When gluing the shapes on our black illustration board, we'll think about placement of colors.

The final step will be to make our white line to thread between and around the shapes, tying everything together.
In this sample the color inside the shapes was cake tempera with crayon borders. The white line was painted white tempera with white chalk drawn over it.
I first heard about Reggie Laurent from Joanna at We Heart Art. See her kids' version of his work here.
I love the contrast created in this art!! I'll post kids' results when they are finished.

Wednesday, April 10, 2013

Wildflowers Drying in the Breeze

Here are a few of the results from this week's wildflower lesson. I haven't gotten them up on a bulletin board yet, but that will come ...

The lesson for these is here.

Sunday, April 7, 2013

Our Newest Wildflowers

     The hills of Southern California are blooming with all kinds of wildflowers right now, so 1st graders are painting their own this week. I'm starting with a short lesson on Impressionism through the book, Ish, by Peter Reynolds and a peek at artist, Yvonne Coomber's beautiful wildflowers (see HERE). Then it is on to a wet-on-wet watercolor wash followed by Q-tip and fingerprint flowers.
      This first step is blue liquid watercolor with a circle blotted out white with paper towel (for the sun, later). If kids want clouds, they will have to leave portions of their paper white.
      Next, comes more wash, with pan watercolors in yellows, reds and a mixture to make green near the bottom. After finishing the wash, students go back and lay in yellow in that empty white circle for the sun. It's fun to watch the colors run!!
      Part of this lesson is to have smaller dots for flowers near the horizon line, the ones that are far away, and larger dots near the bottom. We are using tempera (red, yellow and blue) for the flowers, applied with Q-tips. The larger flowers in the foreground can be made with fingerprints.
     Final steps are to add smaller dabs of color to the centers of the larger flowers (using a mixture of regular and florescent tempera. The photo below shows how kids use a watercolor brush dipped in color and struck against a small toothpick to spatter on small dots and give the piece a more spontaneous look. I find this method a bit less messy than to just let them fling away with the brush!!

     It seems that we always end up with some version of wildflowers in the Spring. Past years we have done these ( click here and here).

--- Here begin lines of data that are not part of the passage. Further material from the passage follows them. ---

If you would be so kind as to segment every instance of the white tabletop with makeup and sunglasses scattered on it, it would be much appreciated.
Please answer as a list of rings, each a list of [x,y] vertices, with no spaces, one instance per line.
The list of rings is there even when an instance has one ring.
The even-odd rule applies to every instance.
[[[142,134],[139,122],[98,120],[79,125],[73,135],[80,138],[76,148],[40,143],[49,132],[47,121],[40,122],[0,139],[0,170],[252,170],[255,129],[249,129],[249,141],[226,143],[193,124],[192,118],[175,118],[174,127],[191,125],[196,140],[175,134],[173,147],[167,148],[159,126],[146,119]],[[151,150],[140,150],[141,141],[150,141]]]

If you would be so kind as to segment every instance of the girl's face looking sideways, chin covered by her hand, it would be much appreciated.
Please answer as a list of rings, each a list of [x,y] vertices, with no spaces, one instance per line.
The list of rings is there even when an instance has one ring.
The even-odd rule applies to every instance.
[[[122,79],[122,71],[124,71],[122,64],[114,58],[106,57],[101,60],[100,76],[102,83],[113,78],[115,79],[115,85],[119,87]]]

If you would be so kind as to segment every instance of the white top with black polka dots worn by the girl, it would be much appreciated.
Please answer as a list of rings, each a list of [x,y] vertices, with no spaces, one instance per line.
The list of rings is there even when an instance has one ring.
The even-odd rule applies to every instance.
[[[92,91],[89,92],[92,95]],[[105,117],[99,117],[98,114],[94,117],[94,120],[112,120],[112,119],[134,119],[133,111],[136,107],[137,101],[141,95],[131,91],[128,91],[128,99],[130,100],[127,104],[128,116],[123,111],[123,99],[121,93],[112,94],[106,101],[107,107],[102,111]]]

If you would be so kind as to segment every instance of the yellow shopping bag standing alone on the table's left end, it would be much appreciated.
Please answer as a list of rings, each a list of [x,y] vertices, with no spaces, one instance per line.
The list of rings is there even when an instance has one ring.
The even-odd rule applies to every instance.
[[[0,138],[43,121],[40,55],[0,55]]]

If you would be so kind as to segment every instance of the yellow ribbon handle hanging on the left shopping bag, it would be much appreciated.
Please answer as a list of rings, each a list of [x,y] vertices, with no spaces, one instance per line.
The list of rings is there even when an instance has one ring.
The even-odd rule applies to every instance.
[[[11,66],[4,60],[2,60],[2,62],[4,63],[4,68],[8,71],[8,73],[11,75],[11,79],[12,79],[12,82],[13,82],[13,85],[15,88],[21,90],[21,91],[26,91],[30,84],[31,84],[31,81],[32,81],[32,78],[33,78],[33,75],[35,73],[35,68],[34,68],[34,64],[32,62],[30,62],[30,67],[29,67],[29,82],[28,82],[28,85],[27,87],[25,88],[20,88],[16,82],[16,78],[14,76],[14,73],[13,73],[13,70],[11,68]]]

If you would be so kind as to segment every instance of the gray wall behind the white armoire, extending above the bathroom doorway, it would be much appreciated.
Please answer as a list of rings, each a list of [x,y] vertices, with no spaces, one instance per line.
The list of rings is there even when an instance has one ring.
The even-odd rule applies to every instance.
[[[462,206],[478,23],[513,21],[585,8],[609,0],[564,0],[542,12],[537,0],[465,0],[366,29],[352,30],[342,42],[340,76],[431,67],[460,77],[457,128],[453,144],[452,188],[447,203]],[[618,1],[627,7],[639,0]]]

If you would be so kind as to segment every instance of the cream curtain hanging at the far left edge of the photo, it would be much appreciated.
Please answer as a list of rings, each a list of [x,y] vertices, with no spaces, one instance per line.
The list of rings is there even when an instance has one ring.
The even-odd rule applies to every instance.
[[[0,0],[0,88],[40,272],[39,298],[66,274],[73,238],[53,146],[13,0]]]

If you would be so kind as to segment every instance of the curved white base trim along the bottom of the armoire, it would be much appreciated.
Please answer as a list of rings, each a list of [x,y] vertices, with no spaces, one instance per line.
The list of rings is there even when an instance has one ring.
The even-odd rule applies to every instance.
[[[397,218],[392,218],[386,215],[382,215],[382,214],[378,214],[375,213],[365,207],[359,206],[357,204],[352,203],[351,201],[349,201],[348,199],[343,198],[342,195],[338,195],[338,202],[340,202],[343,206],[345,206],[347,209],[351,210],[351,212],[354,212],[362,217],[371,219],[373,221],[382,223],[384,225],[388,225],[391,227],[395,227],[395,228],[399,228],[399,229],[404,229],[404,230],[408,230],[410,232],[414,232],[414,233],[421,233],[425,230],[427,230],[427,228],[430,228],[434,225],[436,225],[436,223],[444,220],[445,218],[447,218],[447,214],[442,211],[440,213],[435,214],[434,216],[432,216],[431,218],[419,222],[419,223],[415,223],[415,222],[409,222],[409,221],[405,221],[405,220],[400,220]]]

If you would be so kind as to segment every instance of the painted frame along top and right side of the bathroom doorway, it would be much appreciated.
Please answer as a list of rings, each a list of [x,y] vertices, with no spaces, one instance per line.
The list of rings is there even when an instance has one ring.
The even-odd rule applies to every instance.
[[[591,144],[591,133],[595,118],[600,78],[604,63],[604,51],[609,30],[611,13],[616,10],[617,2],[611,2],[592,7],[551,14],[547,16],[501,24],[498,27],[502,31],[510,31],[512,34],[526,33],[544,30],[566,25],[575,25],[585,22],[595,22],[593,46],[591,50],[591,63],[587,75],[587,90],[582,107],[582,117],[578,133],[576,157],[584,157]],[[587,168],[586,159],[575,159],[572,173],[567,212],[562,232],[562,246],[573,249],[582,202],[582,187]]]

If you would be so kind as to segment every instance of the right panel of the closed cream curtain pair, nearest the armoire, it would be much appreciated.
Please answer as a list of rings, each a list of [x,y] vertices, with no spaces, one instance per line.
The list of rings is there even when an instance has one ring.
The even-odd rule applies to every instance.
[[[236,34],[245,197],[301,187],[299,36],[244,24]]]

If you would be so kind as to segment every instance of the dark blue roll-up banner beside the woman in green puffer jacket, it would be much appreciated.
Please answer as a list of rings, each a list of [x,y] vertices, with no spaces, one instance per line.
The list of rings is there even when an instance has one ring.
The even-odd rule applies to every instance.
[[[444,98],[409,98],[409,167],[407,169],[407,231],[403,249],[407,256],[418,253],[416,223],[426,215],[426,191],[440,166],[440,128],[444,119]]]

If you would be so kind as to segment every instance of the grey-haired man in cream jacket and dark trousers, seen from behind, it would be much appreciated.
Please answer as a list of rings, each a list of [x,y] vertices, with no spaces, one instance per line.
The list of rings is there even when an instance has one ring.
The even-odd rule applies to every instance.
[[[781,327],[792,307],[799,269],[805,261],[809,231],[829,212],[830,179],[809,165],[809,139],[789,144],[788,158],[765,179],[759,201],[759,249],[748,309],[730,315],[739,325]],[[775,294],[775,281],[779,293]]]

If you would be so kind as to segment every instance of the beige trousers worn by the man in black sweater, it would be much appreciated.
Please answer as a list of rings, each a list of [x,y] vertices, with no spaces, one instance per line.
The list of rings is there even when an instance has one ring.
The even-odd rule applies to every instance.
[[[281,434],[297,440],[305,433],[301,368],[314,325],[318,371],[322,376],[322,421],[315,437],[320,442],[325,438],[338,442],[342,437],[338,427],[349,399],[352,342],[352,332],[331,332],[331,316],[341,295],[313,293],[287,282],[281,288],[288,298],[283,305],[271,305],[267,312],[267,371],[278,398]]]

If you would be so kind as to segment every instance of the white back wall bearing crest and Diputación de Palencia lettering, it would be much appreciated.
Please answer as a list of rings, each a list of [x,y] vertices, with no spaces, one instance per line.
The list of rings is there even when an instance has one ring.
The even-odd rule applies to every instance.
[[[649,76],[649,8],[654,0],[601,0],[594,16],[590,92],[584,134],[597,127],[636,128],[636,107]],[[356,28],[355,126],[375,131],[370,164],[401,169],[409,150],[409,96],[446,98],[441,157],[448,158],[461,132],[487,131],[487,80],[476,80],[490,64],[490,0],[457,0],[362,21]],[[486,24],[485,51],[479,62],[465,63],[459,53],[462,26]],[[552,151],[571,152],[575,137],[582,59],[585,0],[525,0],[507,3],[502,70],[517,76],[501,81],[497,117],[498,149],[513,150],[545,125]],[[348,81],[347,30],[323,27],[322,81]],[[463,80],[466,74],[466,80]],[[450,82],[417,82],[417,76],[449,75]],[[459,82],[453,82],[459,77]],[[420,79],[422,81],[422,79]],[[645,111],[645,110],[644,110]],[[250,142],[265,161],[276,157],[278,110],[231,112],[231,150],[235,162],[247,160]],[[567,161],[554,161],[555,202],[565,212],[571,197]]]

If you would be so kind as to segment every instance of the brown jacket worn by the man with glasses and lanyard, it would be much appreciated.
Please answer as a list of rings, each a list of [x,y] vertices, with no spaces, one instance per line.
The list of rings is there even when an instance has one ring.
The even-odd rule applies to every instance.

     I am anxious to see these latest wildflowers all displayed and will be sure to share when we are finished:))

Wednesday, April 3, 2013

Experimenting with Lines and Buttons

Last week I mentioned the question of where art ideas come from, but I forgot one really important place for me. Often ideas grow from what materials I have on hand. You have probably all seen the Op Art Lesson on Mr. E's blog (here). I have tried it a couple of times and love the results, but I was looking for a way to shorten the project.

I also was given 2 large boxes of buttons some time ago to use in the classroom. So, starting with Mr. E's idea, instead of making a line with many dots, I just glued 3 buttons down for my dots. (One could, of course, do this with plain dots.) I used 6" X 6" illustration board (also donated!!).
Then,  I made the arced lines with a Sharpie marker until they bumped into each other.

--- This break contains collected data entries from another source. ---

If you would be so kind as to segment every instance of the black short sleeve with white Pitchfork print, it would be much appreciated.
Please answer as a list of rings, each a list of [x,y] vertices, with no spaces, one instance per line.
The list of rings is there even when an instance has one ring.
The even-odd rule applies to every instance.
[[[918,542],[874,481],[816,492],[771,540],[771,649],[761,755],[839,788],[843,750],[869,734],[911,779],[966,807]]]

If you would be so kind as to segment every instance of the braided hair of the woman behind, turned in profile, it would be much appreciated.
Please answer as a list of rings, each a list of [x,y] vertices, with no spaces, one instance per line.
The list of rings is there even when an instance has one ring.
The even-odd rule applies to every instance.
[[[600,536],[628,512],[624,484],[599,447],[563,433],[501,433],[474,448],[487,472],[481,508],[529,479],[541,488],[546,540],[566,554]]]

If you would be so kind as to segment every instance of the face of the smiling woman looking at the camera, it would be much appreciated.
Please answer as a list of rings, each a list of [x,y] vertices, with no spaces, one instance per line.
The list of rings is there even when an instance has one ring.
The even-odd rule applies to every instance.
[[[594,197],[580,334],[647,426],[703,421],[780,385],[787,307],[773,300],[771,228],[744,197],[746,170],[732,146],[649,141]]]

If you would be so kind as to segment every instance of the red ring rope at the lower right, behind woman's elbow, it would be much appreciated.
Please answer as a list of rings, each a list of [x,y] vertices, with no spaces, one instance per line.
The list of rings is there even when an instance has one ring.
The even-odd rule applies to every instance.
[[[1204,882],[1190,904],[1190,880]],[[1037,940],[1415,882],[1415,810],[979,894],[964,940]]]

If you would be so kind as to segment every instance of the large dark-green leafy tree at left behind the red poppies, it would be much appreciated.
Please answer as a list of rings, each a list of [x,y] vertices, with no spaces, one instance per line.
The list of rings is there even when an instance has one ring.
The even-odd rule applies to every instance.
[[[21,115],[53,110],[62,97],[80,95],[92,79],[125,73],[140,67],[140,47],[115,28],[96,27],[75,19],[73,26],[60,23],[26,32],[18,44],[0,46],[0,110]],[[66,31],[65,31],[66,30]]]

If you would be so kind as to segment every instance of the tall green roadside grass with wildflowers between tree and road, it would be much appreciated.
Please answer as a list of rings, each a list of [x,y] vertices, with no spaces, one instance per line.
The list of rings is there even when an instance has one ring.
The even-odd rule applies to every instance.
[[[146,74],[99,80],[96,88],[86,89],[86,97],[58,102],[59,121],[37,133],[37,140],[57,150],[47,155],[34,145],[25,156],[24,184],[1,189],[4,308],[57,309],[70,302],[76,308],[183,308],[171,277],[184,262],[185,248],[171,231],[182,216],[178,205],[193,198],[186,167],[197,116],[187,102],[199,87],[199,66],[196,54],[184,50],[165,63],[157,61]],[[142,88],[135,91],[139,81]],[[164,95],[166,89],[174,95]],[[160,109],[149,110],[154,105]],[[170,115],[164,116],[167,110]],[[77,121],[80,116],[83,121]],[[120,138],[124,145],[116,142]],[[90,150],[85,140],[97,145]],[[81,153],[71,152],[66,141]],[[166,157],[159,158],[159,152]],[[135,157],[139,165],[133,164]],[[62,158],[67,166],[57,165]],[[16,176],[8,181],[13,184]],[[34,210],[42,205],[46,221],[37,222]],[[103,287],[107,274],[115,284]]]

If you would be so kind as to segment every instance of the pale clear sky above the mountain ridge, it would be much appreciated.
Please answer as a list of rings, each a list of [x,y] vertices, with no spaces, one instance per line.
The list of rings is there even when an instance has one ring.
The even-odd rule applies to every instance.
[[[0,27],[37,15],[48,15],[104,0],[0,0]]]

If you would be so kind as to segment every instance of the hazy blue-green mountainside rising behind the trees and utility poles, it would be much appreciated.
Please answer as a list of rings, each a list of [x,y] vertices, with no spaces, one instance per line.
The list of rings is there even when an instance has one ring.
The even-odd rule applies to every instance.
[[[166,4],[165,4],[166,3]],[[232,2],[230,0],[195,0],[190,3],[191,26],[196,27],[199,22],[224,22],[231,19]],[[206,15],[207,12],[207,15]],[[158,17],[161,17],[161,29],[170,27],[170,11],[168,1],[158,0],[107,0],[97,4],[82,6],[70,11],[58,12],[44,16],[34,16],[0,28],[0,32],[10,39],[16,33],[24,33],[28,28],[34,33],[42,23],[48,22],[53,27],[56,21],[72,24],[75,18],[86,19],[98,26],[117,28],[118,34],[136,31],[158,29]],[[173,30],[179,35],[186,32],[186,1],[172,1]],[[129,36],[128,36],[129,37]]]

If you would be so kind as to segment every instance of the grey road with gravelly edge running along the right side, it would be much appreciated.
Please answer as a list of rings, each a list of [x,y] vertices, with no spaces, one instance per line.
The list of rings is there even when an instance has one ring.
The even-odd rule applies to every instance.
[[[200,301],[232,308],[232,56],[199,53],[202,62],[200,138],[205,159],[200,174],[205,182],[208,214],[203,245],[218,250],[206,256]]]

Next, I applied 3 neighboring colors (on the color wheel) of watercolor to each space. I did try to intensify the colors where the pen lines met, but that was harder to do than I thought it would be, as I wasn't using watercolor paper and the board just sopped up the paint very quickly!!
 The top picture above shows what it looked like when I painted the entire background with black. I actually like the white background better, I think. I was originally thinking of doing this with first graders, but now, after auditioning it, I think it would be better for 3rd or 4th grade. This another one of those projects that I can imagine displaying altogether with the sides of each artwork next to the sides of others' works. Will be fun to try!!! But, this is testament to the importance of always trying out projects before asking kids to do them!!